Nel 2003 il Gruppo api e Chevron Texaco hanno acquistato le azioni pro quota di ABB e successivamente nel corso del 2004 il Gruppo api ha rilevato la totalità delle azioni detenendo il 100% di api energia.
Oggi api – anonima petroli italiana controlla api energia per il 98,84%,mentre api holding detiene il 1,15%.
L’investimento sostenuto per la costruzione dell’IGCC, interamente privato e senza il concorso governativo, avvenne in Project Financing con una copertura finanziaria pari al 75%, è stato di circa di 700 milioni di euro, ripartito tra diverse banche: Banca Europea Investimenti, Banca Nazionale del Lavoro, Istituto Bancario San Paolo, Mediocredito Centrale, Abn Amro Banck NV, The Chase Manhattan Bank, Nat-West Markets e Union Bank of Switzerland.
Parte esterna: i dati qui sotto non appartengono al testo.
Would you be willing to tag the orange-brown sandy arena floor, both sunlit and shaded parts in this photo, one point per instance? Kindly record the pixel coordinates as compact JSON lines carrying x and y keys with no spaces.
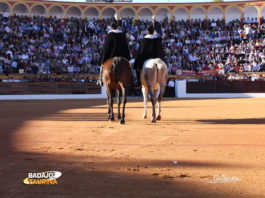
{"x":207,"y":139}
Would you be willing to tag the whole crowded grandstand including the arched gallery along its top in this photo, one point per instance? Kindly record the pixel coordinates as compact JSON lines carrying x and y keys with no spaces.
{"x":199,"y":41}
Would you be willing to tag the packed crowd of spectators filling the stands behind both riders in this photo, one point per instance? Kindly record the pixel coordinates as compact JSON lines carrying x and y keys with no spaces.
{"x":47,"y":46}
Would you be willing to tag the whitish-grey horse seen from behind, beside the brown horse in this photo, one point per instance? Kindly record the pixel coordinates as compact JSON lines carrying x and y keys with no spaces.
{"x":154,"y":79}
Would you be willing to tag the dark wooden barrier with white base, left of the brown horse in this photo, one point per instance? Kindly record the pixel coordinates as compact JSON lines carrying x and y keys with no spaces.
{"x":50,"y":91}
Nel 2005 api energia ha perfezionato l’operazione di rifinanziamento, coordinato e sottoscritto dalla Royal Bank of Scotland con Banca Intesa, Banca Nazionale del Lavoro, Calyon, Centrobanca ed MCC, per un importo di € 470 milioni, con scadenza prorogata al 2019. Nella successiva fase di sindacazione, completatasi con un successo superiore alle migliori aspettative, si sono aggiunte altre 12 istituzioni bancarie nazionali ed estere di primario livello.